Abstract

Ultrasound contrast agent (UCA) suspensions contain encapsulated microbubbles with a wide size distribution, with radii between 1 and 10 μm. Medical transducers generally operate at a narrow frequency bandwidth, severely limiting the fraction of bubbles that resonates to the driving ultrasound. Thus, the sensitivity of contrast enhanced ultrasound imaging, molecular imaging with targeted bubbles, and drug delivery with microbubbles can be improved by narrowing down the size distribution of the bubble suspension. Here, we use a low-cost lab-on-a-chip method for the sorting of microbubbles by their size without external actuation, based on a microfluidic separation technique known as pinched flow fractionation (PFF). We show by numerical investigation that the inclusion of particle rotation in the pinched segment is essential for an accurate description of the sorting behavior of particles with sizes close to the pinched segment width.
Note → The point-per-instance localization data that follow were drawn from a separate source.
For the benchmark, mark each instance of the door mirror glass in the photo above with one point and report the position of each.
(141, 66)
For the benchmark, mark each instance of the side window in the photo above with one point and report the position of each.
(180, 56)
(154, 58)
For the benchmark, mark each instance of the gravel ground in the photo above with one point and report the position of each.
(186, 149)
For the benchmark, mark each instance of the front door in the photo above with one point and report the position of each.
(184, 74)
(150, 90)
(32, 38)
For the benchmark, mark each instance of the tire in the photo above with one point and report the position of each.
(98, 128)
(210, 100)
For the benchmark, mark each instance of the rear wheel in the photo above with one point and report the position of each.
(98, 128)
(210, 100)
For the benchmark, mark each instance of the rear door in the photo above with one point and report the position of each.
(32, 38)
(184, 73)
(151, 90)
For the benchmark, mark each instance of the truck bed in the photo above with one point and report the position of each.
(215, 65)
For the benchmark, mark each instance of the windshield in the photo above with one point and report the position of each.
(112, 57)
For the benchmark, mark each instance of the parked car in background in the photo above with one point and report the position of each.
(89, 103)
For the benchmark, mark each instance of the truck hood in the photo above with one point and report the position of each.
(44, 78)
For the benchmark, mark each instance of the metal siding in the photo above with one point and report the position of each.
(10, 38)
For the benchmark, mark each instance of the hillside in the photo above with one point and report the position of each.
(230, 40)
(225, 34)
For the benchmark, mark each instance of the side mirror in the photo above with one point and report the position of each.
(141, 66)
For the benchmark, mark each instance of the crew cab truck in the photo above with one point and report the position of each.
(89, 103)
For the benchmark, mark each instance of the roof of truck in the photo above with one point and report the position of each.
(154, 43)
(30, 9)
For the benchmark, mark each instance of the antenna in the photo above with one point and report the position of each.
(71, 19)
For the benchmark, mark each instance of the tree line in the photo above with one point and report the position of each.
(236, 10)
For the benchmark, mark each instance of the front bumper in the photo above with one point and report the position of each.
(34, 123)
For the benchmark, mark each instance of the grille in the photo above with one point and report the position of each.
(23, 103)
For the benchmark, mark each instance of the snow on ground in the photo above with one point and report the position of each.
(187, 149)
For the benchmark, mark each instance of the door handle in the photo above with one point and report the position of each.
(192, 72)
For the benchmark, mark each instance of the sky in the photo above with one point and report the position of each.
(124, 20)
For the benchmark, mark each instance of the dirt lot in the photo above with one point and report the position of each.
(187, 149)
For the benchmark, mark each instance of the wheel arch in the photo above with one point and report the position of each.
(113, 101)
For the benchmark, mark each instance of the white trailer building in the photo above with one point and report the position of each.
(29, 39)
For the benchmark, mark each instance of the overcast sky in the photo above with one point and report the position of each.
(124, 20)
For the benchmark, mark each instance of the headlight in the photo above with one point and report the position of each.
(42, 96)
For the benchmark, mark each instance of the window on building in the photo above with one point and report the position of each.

Successful enrichment of a polydisperse contrast agent into a bubble suspension with a narrow size distribution (radius 1.56 ± 0.30 μm) was achieved with a PFF-based microdevice. This sorting technique can be readily parallelized, and may thus lead to an easy-to-use and robust device capable of enriching ultrasound contrast agents, leading to an improvement in the sensitivity of contrast ultrasound imaging.